J.-N.E : J’en reste à ce qu’on peut observer de l’extérieur : il n’y a pas eu d’arrestation, ni avant, ni pendant le 8 avril, il y a eu des déclarations claires de la part de Jean-Marc Ayrault et du Premier ministre qui disaient qu’on ne pouvait pas empêcher le désarmement et qu’il fallait que chacun y contribue, et également les réactions dans l’après-midi du 8 avril de la part du nouveau ministre de l’Intérieur. On voit bien un changement de tonalité très fort. Nous pensons donc que le gouvernement français peut avoir compris qu’en jouant sa propre partition, il aide les choses à bien évoluer et laisse instaurer une situation de dialogue et de paix globale et durable au Pays Basque. Quelques signaux peuvent être interprétés comme participant à une telle évolution comme l’argumentaire du juge qui a ordonné la libération d’Oier Gomez. Son état de santé justifiait sa mise en liberté bien avant, mais le juge s’est également référé au nouveau contexte provoqué par le désarmement de l’organisation ETA. Ce ne sont pas des signaux suffisants pour dire que les choses ont changé, mais oui pour dire que les choses peuvent changer.
Quelles mesures attendez-vous de l’Etat dans l’immédiat ?
J.-N.E : La fin du statut des DPS, le rapprochement des détenus basques incarcérés en France, la libération de prisonniers malades ou de ceux qui s’approchent de la fin de leur peine seraient des avancées très importantes.

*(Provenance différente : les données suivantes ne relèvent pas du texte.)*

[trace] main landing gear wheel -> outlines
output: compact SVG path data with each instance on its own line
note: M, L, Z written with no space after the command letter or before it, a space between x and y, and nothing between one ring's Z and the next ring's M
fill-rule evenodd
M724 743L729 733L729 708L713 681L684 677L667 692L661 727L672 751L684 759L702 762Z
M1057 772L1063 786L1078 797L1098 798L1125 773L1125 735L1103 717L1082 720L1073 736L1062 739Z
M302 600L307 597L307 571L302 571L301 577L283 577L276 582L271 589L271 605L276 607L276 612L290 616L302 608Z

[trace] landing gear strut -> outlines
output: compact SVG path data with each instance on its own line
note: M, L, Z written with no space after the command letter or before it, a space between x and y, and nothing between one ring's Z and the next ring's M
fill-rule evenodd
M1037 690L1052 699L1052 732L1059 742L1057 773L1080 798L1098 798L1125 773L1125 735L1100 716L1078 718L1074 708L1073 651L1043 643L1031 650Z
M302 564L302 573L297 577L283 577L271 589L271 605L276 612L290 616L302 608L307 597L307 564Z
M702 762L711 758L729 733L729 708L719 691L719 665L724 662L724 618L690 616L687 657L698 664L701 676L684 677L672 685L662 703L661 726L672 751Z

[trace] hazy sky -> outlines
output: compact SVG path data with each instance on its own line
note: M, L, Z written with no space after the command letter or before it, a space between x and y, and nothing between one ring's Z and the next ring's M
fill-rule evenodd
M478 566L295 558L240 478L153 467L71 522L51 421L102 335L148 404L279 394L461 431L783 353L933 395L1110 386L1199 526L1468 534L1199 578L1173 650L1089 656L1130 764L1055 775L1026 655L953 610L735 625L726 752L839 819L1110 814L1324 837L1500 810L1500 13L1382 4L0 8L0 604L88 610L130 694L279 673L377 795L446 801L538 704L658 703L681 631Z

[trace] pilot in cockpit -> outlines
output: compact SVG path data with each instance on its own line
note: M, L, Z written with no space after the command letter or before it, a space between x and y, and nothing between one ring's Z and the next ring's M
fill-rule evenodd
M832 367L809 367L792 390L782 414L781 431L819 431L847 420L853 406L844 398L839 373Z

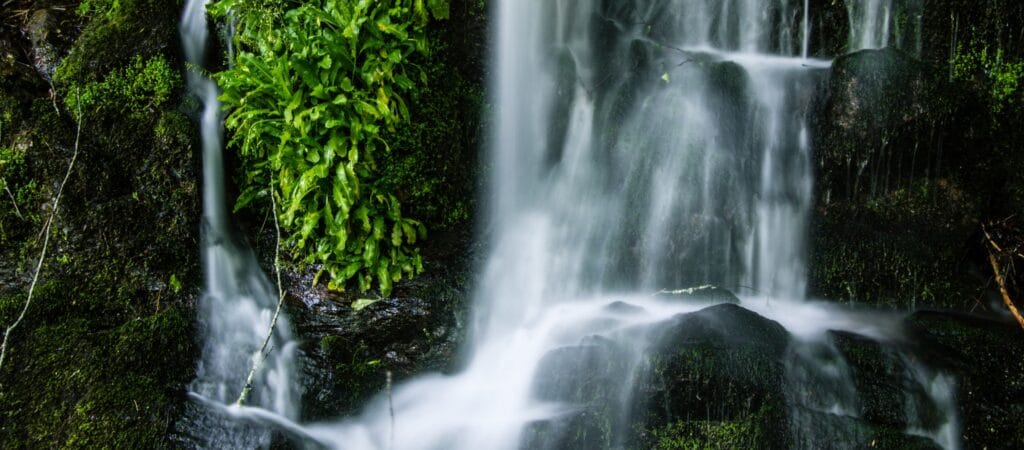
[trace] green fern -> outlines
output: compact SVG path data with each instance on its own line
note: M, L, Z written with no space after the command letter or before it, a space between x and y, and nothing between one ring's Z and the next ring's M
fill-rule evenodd
M381 138L409 119L401 94L423 78L408 62L426 53L423 0L319 0L275 10L266 0L221 0L211 11L239 19L234 66L215 75L231 110L230 145L242 156L236 210L282 199L279 219L289 245L322 264L328 287L361 291L423 271L415 244L422 223L402 215L378 183ZM447 13L431 0L434 17ZM237 14L237 13L236 13ZM253 28L254 27L254 28Z

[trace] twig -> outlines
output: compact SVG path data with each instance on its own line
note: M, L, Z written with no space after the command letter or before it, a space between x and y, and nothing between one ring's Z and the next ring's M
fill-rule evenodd
M47 77L49 77L49 75L47 75ZM57 115L59 116L60 115L60 108L57 107L57 88L53 87L53 80L47 79L46 82L50 83L50 101L53 102L53 110L57 111ZM77 96L77 93L76 93L76 96ZM75 99L75 100L81 100L81 99ZM78 114L81 115L82 114L81 106L79 106L76 109L78 110Z
M78 95L78 92L75 92ZM81 105L81 102L78 102ZM25 299L25 304L21 307L21 313L18 314L18 319L7 327L7 331L4 333L4 341L0 344L0 369L4 366L4 359L7 356L7 342L11 337L11 333L14 329L21 324L21 321L25 318L25 313L28 312L29 305L32 304L32 294L35 292L36 283L39 282L39 273L43 269L43 260L46 259L46 248L50 243L50 227L53 225L53 218L57 216L57 209L60 206L60 196L64 193L64 186L68 183L68 178L71 178L71 170L75 167L75 160L78 159L78 143L82 137L82 107L78 107L78 130L75 132L75 151L71 155L71 163L68 164L68 171L64 174L64 180L60 182L60 187L57 189L57 195L53 197L53 208L50 209L50 217L46 219L46 223L43 224L43 249L39 252L39 261L36 263L36 272L32 275L32 284L28 287L28 297Z
M1013 304L1013 300L1010 299L1010 293L1006 290L1006 280L1003 279L1003 272L999 268L999 262L996 261L996 255L992 252L994 249L996 252L1002 252L999 245L992 239L992 236L988 234L988 230L985 227L981 228L981 231L985 233L985 239L988 240L989 246L992 248L988 250L988 263L992 266L992 271L995 272L996 284L999 285L999 294L1003 297L1003 303L1006 304L1006 308L1010 310L1010 314L1013 315L1014 319L1017 319L1017 323L1024 328L1024 317L1020 315L1020 311L1017 310L1017 306Z
M988 240L988 245L991 245L992 248L996 249L996 251L999 253L1003 252L1003 249L999 247L999 244L996 244L996 241L992 239L991 234L988 234L988 230L985 229L985 227L981 227L981 232L985 233L985 239Z
M1024 328L1024 317L1021 317L1020 311L1017 311L1017 307L1013 304L1013 300L1010 300L1010 294L1006 291L1006 282L999 271L999 263L996 262L996 256L992 252L988 252L988 262L996 273L996 284L999 285L999 293L1003 296L1003 303L1010 310L1010 314L1013 314L1013 318L1017 319L1017 323L1020 324L1021 328Z
M277 309L274 311L274 318L270 320L270 329L267 330L267 337L263 339L263 345L260 346L259 354L256 360L253 361L252 368L249 369L249 375L245 377L245 387L242 388L242 392L238 395L238 400L235 401L236 405L245 404L245 400L249 398L249 393L252 392L252 380L256 376L256 371L259 370L260 366L263 365L263 360L266 359L267 355L267 344L270 343L270 337L274 335L274 328L277 327L277 318L281 316L281 305L284 304L284 289L281 287L281 226L277 220L277 200L274 197L274 176L270 176L270 208L274 216L274 231L277 232L277 244L274 246L274 272L277 274Z
M18 218L25 220L25 216L21 215L21 209L18 208L18 200L14 198L14 194L11 192L10 186L4 184L4 190L7 191L7 195L11 196L11 204L14 205L14 213L18 215Z

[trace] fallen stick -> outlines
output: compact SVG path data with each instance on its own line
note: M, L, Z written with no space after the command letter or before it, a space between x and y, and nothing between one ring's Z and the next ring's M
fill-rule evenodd
M277 309L274 311L274 318L270 320L270 329L267 330L267 337L263 339L263 345L260 346L260 351L257 354L256 360L252 363L252 368L249 369L249 375L245 377L245 386L242 387L242 392L238 394L238 400L235 401L236 405L243 405L249 398L249 394L252 392L252 380L256 376L256 371L259 370L260 366L263 365L263 360L266 359L267 345L270 344L270 337L274 335L274 328L277 327L277 318L281 316L281 305L284 304L284 289L281 288L281 226L277 221L277 200L274 197L274 176L270 176L270 208L272 215L274 216L274 231L277 232L277 242L274 245L274 272L277 274Z
M995 273L996 284L999 285L999 294L1003 297L1003 303L1006 308L1010 310L1010 314L1013 318L1017 319L1017 323L1020 324L1021 328L1024 328L1024 317L1021 317L1020 311L1017 310L1017 306L1013 304L1013 300L1010 299L1010 292L1006 289L1006 280L1003 279L1003 271L999 268L999 261L996 260L996 255L993 250L998 253L1003 253L1003 249L999 247L995 239L992 239L992 235L988 233L988 230L983 225L981 232L985 234L985 240L988 241L988 245L991 247L988 249L988 263L992 266L992 272Z
M1013 300L1010 299L1010 293L1006 291L1006 281L1003 280L1003 274L999 270L999 263L996 261L996 256L989 251L988 262L992 265L992 271L996 273L996 284L999 285L999 293L1003 296L1003 303L1006 304L1006 308L1010 310L1010 314L1017 319L1017 323L1020 324L1021 328L1024 328L1024 317L1021 317L1020 311L1017 310L1017 306L1013 304Z

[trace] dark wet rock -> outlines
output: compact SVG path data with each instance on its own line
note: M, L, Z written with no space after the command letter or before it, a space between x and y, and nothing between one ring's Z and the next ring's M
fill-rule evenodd
M692 419L749 422L763 431L760 445L786 446L782 386L789 333L781 325L723 304L676 316L653 335L649 375L635 394L637 405L645 406L636 418L643 429Z
M852 372L860 417L896 429L908 424L904 410L905 368L890 347L853 333L832 332L832 341Z
M621 439L621 411L629 407L628 382L637 358L615 342L590 337L577 346L553 350L541 359L533 396L572 405L561 417L531 424L524 449L611 448Z
M40 76L49 80L57 68L57 49L53 44L56 37L57 17L49 9L38 9L29 15L22 30L32 44L32 66Z
M980 266L964 257L980 242L974 220L983 203L963 188L921 181L872 201L819 206L812 295L902 310L968 306L982 287Z
M964 445L1024 447L1024 331L1009 321L926 311L910 315L906 327L921 358L955 377Z
M865 419L800 409L793 413L800 417L800 429L793 433L789 448L853 449L880 448L901 450L941 450L933 440L907 434L902 428L879 425Z
M835 60L812 120L813 295L899 309L975 295L964 255L990 188L953 171L978 166L967 142L985 127L962 91L895 49Z
M534 396L572 409L531 424L522 448L679 448L666 443L708 430L737 448L785 446L780 325L722 304L630 334L649 351L592 336L544 356Z
M905 399L917 394L904 392L912 383L896 353L901 347L891 343L831 334L861 396L862 411L847 415L795 394L839 386L801 377L800 365L818 364L820 358L797 358L798 341L778 323L742 307L724 304L683 314L658 325L653 335L648 378L634 393L634 408L642 409L634 410L641 431L632 439L643 448L709 442L734 448L937 448L931 439L906 432ZM805 381L792 386L794 379Z
M940 147L914 144L947 113L940 89L934 70L899 50L837 58L815 139L824 200L880 195L911 171L934 173Z
M811 0L810 6L811 36L808 42L808 56L831 58L847 53L850 16L844 2ZM801 36L802 39L802 35L797 36Z
M950 46L988 43L1007 57L1024 54L1024 3L1017 0L928 0L922 11L922 58L946 65Z
M427 273L358 311L351 307L358 296L310 287L315 271L289 273L288 313L305 355L304 419L357 411L383 392L388 372L397 383L455 369L466 331L471 250L464 235L436 242L445 245L425 250Z
M121 11L138 3L119 2ZM176 30L179 2L149 6L147 13L169 18L169 29ZM20 30L12 30L17 16L8 15L8 7L26 9ZM15 1L0 9L0 146L25 156L23 164L3 168L24 216L9 214L10 199L2 193L0 285L6 287L0 288L0 323L10 324L25 299L39 255L37 236L76 145L78 122L61 86L51 92L47 78L69 53L107 48L100 41L79 43L95 45L90 49L73 45L81 30L77 22L88 19L67 2ZM149 25L125 21L120 30L145 33ZM176 40L177 34L167 37ZM142 51L130 37L123 42L119 58ZM97 58L90 64L120 67L92 55ZM179 61L168 61L174 72L184 70ZM201 285L197 133L176 100L132 121L86 111L40 282L0 370L5 447L169 445L186 403L185 385L194 377L194 305Z

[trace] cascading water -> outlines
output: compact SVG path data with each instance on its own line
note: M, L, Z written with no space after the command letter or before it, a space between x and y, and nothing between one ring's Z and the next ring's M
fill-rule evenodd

Ce sont des mesures que nous devons arracher en urgence, pas dans 6-9 mois, mais maintenant. Comme l’ont dit le 23 septembre l’ensemble des élus de la CAPB réunis en conseil communautaire, ces mesures urgentes s’inscrivent dans la perspective du règlement global et définitif du dossier des prisonniers. Personne ne peut imaginer que l’on puisse construire une paix durable et les bases d’un nouveaux vivre-ensemble si on laisse des centaines de prisonniers des dizaines d’années supplémentaires dans les prisons. Il faut également trouver une solution à la situation des exilés.
Le désarmement s’est fait avec un gouvernement socialiste qui a brillé par son immobilisme pendant cinq ans puis a été placé devant le fait accompli. Difficile de mettre devant le fait accompli l’actuel gouvernement sur la question des prisonniers… Quels sont les leviers pour la résoudre ?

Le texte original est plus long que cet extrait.